Former castle in County Kerry, Ireland

Castle Conway is a former castle and stately home in the town of Killorglin, County Kerry, Ireland. Today only the ruins of one wall remain.

==History==
Originally called Killorglin Castle, a defensive structure was first built on the site next to the River Laune by Maurice FitzGerald, 2nd Lord of Offaly. Following the Desmond Rebellions, the castle was seized by the Crown and subsequently granted to Captain Jenkin Conway in 1587 as part of the Munster Plantation. The Conway family were Welsh in origin and through the wife of Jenkin Conway, Mary Herbert, descendants of Henry I and Aoife MacMurrough through her ancestor Sir Richard Herbert of Coldbrook. This grant was confirmed in 1592. Due to the poor state of the building, the son of Captain Jenkin Conway, also Jenkin, rebuilt the castle in 1613 and named it Castle Conway. The castle passed in marriage to Robert Blennerhassett, a Cromwellian officer in the Irish Confederate Wars. During the wars, the castle had been damaged and it was in ruins by 1682.

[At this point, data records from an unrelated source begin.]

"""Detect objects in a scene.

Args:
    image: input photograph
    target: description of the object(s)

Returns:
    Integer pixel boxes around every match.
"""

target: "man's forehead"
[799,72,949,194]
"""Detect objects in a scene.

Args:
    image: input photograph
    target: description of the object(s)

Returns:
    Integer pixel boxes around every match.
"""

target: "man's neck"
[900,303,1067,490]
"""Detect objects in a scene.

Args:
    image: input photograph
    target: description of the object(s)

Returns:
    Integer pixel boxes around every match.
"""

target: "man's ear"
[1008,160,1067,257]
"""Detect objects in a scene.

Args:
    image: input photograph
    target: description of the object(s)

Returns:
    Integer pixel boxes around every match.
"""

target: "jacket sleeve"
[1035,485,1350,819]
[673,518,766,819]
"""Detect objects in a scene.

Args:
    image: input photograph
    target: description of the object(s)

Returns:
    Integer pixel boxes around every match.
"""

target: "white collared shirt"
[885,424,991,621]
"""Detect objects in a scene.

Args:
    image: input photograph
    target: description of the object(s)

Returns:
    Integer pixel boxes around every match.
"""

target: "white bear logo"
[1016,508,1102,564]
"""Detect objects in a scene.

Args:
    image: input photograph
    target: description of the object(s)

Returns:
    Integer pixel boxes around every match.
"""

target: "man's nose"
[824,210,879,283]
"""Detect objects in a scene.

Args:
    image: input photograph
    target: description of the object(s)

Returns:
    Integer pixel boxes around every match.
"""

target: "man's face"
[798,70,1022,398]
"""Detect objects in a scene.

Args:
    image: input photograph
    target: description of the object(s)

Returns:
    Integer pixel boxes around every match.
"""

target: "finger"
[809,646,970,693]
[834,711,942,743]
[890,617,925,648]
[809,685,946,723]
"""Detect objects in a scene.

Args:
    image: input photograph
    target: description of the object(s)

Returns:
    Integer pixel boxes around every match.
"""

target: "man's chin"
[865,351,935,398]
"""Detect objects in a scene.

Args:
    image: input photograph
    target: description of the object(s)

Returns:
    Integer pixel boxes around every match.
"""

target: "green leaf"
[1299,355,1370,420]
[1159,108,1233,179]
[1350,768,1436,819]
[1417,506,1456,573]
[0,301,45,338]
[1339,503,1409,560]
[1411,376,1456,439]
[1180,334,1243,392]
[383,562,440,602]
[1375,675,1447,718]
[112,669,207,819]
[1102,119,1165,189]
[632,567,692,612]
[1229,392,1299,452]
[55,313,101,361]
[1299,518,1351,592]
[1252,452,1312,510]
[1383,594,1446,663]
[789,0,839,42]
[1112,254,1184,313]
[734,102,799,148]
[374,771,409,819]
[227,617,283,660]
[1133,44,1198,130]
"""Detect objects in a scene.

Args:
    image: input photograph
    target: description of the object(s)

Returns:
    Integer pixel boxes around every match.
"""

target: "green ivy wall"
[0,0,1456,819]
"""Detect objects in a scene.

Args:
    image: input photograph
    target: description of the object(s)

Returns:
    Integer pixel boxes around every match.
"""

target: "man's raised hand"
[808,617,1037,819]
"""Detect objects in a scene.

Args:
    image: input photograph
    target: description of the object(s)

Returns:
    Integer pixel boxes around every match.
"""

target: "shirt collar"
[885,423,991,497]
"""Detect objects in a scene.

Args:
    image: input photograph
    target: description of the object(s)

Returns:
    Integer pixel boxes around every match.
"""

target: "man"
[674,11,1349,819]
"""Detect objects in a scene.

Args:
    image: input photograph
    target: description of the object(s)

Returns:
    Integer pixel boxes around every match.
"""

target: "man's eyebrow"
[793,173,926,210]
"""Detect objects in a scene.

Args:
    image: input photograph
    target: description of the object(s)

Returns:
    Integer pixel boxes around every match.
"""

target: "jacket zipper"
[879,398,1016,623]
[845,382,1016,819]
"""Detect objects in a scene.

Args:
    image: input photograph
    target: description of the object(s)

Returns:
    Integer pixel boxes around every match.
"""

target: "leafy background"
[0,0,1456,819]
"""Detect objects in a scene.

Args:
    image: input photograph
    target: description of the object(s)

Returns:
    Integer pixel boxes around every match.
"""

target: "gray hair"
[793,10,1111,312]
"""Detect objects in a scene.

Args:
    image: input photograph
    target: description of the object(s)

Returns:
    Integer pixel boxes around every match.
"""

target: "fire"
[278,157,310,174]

Between 1700 and 1710, a new stately home was built by the Blennerhassett family on the site of the ruined castle, including elements of the medieval structure. By this stage, the family estate surrounding the castle was approximately 7,000 acres, and the Blennerhassetts were able to build a large new house, recorded as having tall chimneys, an important library and demesne terraced gardens leading down to the River Laune. The old chapel was repaired and incorporated into the new building. Castle Conway was inherited by Harman Blennerhassett in 1792, but was sold to his relation, Thomas Mullins, 1st Baron Ventry in 1795. The castle had been largely demolished by 1842, with much of its stone being used in the construction of other Killorglin buildings. The stone ruins of one of the medieval walls are all that remain of the castle.